Siguieron desplazándose por la parte trasera de la casa y al final encontraron una ventana sujeta con unas clavijas. Stone cortó un círculo de cristal, introdujo la mano, extrajo las clavijas y reventó la cerradura. Al cabo de un minuto estaban recorriendo el pasillo hacia lo que parecía la cocina, Stone en cabeza linterna en mano.

– La casa es bonita, pero parece que le va el minimalismo -comentó Annabelle. El gusto de Trent por la decoración interior era más bien espartano: una silla aquí, una mesa allí. La cocina estaba pelada.

– Está soltero. Probablemente coma fuera a menudo.

– ¿Por dónde quieres empezar?

– Vamos a ver si tiene una especie de despacho. La mayoría de los burócratas de Washington se llevan trabajo a casa.

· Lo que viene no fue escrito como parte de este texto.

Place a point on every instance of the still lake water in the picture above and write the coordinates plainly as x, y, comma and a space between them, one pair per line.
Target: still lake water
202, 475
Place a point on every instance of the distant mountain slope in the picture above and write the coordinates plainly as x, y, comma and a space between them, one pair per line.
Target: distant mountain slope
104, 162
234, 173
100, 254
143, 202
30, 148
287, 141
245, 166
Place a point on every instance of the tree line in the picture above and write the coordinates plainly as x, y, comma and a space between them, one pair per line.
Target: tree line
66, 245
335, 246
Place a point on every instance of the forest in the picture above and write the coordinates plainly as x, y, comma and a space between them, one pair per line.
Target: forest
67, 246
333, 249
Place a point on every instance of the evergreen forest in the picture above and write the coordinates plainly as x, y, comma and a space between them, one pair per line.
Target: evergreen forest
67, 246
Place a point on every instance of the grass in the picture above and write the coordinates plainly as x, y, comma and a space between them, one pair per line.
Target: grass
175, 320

Encontraron el despacho pero casi estaba tan vacío como el resto de la casa, no había ni papeles ni archivos. Había unas cuantas fotos en el aparador situado detrás del escritorio. Stone señaló una. Un hombre fortachón, campechano y con cara de honesto, el pelo cano y unas pobladas cejas grises estaba al lado de un hombre más bajito, fofo y con un peinado que le tapaba la calva pero con unos ojos marrones cautelosos y expresión furtiva.

– El grandullón es Bob Bradley. Trent es el de al lado -dijo Stone.

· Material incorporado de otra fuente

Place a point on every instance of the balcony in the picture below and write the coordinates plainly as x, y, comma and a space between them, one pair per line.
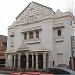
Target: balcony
31, 41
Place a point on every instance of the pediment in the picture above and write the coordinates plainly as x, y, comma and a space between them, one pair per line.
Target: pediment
34, 12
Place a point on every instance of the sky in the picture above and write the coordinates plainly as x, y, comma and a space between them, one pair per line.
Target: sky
10, 9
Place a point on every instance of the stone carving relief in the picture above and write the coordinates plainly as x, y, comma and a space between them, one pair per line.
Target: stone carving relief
32, 14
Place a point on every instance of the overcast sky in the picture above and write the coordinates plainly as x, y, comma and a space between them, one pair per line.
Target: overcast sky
10, 9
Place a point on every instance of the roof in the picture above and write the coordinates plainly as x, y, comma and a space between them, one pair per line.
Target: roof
35, 3
3, 38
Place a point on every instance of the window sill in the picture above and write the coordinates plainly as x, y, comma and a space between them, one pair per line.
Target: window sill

– Trent se parece un poco a una comadreja. -Annabelle se puso rígida-. ¿Qué es ese sonido vibrante?

– Maldita sea, es mi teléfono. -Stone cogió el teléfono móvil y miró la pantalla-. Es Caleb. Me pregunto qué habrán encontrado.

Nunca llegó a tener la oportunidad de oírlo.

El fuerte golpe desde atrás dejó inconsciente a Stone.

Annabelle profirió un grito un segundo antes de que un paño húmedo sujetado por una mano muy fuerte le tapara la boca y la nariz. Mientras inhalaba los vapores químicos y se iba desplomando, su mirada se posó en un espejo colgado de la pared al otro lado de la habitación. Vio reflejados a dos hombres enmascarados. Uno la tenía a ella y el otro estaba de pie contemplando a Stone. Pero detrás de ellos vio a un tercer hombre, el hombre de la foto, Albert Trent. Sonrió y no se dio cuenta de que ella había visto su reflejo. Al cabo de unos instantes empezó a parpadear, se le cerraron los ojos y se quedó flácida.

Siguiendo las instrucciones de Roger Seagraves, uno de los hombres le quitó el reloj de pulsera a Annabelle. Seagraves ya tenía una camisa de Stone. Aunque no iba a matarlos personalmente, Seagraves orquestaba sus muertes, lo cual satisfacía los criterios de su colección. Deseaba especialmente la inclusión de un Triple Seis, el primero de su colección. Seagraves pensaba otorgarle un lugar honorífico particularmente especial.